Mittlerweile war es Weihnachten, das Spiel inhaltlich fertig, aber auf Seiten der Deutschen Kinderhilfe e.V. kam nun etwas Angst vor der eigenen Courage auf. Inhaltlich vermittelte das Spiel genau die gewünschten Inhalte, aber man musste es spielen, um es im Kontext zu sehen; es fehlte eine klassische lehrbuchartige Wissensvermittlung, die dem Nutzer Vorgaben für ideale Handlungsweisen direkt unter die Nase reibt.

Wir kennen diesen Moment bereits von anderen Kooperationen mit Organisationen, die zum ersten Mal das Medium Spiel benutzen. Wir sehen es mittlerweile als natürlichen Teil des Lernprozesses an, mit diesem Medium umzugehen und sich von Buch und Film zu trennen. Daher sind wir den Wünschen der Deutschen Kinderhilfe auch direkt nachgekommen und haben die „Q-Taste“ eingeführt. An ausgewählten Orten, kann hier das Sachbuch zugeschaltet werden, um keinerlei Zweifel am Ziel des Spiels aus Sicht der Deutschen Kinderhilfe e.V. aufkommen zu lassen. Wir stellten dabei sicher, dass dieser Eingriff nicht die Immersion des Spielflusses gefährdet.

Die Q-Taste in der Anwendung.
Die Q-Taste in der Anwendung.

Das Spiel war fertig! Die Zeit Anfang Januar wurde genutzt um das Spiel innerhalb der Deutschen Kinderhilfe e.V. auf Herz und Nieren zu prüfen. Dabei zeigte sich auch, dass die Q-Taste eigentlich nicht notwendig war, das Spiel erzählt in seinem Medium eine Geschichte um die Medienkompetenz und alle waren zufrieden.

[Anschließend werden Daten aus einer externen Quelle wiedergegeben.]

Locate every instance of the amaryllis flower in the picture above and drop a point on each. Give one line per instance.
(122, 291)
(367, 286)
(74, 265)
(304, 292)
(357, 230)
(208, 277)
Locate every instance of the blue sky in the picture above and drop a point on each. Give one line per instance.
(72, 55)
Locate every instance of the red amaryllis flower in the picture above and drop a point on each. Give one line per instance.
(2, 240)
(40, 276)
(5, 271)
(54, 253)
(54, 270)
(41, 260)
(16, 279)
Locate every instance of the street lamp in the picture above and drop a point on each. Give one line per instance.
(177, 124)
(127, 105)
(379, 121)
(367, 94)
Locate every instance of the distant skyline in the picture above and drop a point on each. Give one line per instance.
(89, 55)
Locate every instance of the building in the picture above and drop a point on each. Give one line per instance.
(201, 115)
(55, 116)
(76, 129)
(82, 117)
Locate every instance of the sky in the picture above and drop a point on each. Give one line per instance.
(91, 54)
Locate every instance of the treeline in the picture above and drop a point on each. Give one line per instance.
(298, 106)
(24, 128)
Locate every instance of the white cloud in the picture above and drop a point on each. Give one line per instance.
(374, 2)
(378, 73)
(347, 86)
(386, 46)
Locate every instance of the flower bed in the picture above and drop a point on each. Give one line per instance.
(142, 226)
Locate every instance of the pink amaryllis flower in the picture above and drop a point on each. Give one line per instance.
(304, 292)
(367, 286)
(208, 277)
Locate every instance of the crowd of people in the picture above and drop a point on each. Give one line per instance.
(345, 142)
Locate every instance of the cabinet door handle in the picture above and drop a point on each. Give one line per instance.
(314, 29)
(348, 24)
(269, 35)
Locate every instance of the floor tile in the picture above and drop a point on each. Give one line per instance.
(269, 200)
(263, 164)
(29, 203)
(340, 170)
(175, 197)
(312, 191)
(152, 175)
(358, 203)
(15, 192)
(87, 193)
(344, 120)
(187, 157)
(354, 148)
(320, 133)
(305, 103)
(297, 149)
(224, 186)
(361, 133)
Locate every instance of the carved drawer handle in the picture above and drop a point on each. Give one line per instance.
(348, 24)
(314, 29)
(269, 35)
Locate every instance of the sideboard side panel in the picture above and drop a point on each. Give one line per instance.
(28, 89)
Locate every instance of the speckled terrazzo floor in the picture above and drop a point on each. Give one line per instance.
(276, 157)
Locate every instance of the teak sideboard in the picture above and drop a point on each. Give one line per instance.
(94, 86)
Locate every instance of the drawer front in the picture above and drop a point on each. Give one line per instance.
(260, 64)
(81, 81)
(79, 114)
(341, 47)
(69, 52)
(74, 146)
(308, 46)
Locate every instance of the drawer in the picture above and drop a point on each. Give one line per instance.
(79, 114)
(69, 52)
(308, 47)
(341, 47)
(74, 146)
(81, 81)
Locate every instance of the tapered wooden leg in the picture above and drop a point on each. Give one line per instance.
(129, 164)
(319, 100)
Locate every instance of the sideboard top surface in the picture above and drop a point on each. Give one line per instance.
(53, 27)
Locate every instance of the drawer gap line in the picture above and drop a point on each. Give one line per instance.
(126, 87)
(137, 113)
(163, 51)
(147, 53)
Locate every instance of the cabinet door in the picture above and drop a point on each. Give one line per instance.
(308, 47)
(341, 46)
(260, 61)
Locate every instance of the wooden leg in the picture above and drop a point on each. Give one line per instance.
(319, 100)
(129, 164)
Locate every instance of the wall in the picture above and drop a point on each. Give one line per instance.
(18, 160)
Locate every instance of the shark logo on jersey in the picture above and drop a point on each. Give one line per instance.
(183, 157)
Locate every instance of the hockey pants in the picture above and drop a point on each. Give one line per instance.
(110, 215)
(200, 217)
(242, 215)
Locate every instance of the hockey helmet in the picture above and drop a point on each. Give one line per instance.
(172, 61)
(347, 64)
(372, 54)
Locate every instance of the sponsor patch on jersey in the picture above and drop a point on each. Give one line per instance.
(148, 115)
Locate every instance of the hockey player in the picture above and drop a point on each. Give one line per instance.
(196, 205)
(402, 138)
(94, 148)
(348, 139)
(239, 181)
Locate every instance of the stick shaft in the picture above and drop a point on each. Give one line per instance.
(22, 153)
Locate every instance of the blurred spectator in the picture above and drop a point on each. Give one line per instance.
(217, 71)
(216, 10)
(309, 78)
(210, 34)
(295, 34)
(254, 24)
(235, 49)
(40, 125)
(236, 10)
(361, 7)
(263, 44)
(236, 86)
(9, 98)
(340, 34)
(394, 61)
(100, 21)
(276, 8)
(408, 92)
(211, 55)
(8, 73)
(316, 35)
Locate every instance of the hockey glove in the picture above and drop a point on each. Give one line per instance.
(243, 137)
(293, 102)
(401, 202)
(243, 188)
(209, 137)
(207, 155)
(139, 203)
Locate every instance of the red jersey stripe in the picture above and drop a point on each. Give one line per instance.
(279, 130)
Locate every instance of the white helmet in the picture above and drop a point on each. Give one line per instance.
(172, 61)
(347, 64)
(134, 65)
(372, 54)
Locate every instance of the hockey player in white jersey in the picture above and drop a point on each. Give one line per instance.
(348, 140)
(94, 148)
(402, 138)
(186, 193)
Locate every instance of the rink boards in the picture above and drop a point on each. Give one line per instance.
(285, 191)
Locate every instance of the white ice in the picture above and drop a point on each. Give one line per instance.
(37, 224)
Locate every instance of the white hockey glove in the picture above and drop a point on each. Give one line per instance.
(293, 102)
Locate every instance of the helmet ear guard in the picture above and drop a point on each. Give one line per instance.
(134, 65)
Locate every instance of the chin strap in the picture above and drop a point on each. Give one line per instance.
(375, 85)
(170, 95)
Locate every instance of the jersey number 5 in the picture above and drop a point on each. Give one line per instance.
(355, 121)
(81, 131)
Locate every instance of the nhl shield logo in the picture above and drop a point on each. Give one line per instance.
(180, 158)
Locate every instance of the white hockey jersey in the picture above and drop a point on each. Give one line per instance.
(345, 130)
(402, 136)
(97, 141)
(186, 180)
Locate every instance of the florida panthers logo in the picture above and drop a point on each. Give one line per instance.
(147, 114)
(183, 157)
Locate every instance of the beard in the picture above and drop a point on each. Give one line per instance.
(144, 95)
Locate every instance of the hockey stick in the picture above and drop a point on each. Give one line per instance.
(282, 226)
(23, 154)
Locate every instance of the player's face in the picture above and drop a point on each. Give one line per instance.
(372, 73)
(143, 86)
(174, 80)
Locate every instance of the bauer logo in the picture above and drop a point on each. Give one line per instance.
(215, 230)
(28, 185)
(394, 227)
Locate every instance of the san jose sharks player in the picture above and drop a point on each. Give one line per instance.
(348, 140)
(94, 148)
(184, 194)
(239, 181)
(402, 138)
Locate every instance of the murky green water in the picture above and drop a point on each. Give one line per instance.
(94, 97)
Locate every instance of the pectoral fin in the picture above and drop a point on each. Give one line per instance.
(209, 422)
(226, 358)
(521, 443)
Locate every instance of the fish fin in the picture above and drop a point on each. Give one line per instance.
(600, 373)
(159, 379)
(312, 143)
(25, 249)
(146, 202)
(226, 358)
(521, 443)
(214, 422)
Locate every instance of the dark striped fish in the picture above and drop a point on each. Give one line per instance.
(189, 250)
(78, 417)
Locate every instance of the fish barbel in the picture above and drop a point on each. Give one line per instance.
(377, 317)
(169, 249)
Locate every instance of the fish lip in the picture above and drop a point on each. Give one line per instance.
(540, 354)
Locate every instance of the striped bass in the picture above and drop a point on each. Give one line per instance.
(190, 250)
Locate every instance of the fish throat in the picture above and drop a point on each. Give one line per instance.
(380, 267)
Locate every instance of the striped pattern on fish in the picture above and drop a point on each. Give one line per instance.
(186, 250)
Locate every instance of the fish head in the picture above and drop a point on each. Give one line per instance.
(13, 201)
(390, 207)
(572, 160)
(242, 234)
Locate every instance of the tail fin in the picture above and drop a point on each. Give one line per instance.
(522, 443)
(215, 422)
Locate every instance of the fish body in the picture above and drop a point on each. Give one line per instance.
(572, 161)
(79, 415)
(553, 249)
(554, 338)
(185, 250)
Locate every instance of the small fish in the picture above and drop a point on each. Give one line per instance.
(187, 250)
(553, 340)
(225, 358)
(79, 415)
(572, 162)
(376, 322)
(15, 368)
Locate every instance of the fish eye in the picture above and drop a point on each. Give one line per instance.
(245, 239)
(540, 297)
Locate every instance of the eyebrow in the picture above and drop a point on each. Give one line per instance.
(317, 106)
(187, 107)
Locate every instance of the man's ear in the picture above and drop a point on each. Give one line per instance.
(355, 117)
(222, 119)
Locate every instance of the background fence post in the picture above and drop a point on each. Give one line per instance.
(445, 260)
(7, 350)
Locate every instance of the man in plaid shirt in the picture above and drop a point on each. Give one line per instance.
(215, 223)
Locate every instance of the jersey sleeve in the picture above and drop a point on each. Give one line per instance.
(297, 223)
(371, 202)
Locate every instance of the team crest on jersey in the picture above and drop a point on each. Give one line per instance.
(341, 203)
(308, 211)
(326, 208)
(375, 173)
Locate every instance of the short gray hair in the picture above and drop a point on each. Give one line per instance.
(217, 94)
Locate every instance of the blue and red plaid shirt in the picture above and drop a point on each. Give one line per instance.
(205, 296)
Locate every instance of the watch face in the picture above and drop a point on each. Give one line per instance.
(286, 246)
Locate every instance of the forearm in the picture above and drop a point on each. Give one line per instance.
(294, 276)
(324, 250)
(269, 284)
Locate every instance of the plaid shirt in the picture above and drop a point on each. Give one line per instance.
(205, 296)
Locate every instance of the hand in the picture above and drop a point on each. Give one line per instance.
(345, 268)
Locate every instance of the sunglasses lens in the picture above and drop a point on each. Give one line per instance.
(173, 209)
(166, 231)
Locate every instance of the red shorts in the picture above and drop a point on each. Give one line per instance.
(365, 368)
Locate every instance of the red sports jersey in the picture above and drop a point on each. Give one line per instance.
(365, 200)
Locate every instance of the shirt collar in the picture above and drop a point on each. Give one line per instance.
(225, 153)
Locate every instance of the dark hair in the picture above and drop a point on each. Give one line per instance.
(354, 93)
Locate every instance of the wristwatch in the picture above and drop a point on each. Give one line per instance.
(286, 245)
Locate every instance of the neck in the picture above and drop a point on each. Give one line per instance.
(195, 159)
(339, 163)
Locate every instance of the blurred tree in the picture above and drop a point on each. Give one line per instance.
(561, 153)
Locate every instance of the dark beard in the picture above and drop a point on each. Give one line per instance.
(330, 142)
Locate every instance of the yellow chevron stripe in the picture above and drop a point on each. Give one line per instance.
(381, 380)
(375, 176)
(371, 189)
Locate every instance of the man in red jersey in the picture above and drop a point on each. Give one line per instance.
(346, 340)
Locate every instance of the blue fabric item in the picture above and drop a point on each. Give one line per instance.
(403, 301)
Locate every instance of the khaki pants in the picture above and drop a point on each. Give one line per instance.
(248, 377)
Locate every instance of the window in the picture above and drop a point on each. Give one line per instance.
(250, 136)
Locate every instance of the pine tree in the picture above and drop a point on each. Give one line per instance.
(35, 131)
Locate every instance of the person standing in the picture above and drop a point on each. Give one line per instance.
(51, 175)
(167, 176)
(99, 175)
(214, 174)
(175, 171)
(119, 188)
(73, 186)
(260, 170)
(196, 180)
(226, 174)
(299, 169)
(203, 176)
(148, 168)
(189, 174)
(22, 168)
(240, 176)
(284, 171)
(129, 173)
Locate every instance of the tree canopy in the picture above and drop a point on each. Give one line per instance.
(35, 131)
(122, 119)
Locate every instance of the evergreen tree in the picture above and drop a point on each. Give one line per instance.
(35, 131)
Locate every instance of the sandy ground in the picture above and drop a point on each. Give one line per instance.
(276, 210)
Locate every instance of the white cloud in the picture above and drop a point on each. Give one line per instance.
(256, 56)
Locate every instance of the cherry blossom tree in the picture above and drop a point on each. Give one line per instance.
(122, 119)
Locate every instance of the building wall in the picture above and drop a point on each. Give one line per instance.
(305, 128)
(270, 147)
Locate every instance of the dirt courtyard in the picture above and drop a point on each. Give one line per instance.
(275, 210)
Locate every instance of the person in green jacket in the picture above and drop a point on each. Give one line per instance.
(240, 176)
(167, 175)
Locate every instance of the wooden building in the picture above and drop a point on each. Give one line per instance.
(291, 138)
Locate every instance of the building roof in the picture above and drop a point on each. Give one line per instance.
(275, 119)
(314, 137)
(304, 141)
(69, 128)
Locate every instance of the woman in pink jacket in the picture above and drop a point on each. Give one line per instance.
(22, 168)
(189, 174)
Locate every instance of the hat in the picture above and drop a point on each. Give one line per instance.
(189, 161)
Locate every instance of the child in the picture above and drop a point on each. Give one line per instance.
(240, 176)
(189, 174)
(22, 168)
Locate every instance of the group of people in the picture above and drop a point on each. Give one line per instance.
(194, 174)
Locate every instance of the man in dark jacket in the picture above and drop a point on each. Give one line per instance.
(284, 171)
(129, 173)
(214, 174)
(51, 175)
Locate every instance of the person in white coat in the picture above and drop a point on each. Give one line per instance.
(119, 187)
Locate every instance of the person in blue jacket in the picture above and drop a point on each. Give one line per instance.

Am letzten Januarwochenende erschien dann unser gemeinsames Spiel „Luca und ein verhängnisvoller Sommer“ auf der Seite der Deutschen Kinderhilfe (weiterhin hier als Gratisdownload zu finden – mitsamt Pressemitteilung).

Selbige wurde gleich von mehreren Mitgliedern des deutschen Bundestages aufgegriffen, unter anderen von der ehemaligen Bundesministerin der Justiz: Brigitte Zypries. Diverse Ratgeber haben das Spiel seitdem getestet und in ihre Datenbanken mit aufgenommen. Das Feedback für die Deutsche Kinderhilfe e.V. war so positiv, dass entschieden wurde 20.000 Exemplare auf USB Sticks kopieren zu lassen um diese während der Gamescom zu verteilen, auf welcher die Deutsche Kinderhilfe vertreten sein wird.

All das war nur möglich, weil es vor einem Jahr eine kleine Fachtagung an der FHPolBB in Oranienburg gab, die die richtigen Personen zusammenbrachte, um den Umgang mit den neuen Medien wieder ein kleines Stücken sicherer zu machen.

Wir bedanken uns daher ganz herzlich bei der Fachhochschule der Polizei des Landes Brandenburg und unseren Freunden bei der Deutschen Kinderhilfe e.V. für die gemeinsame Zeit und freuen uns auf eine zweite Runde.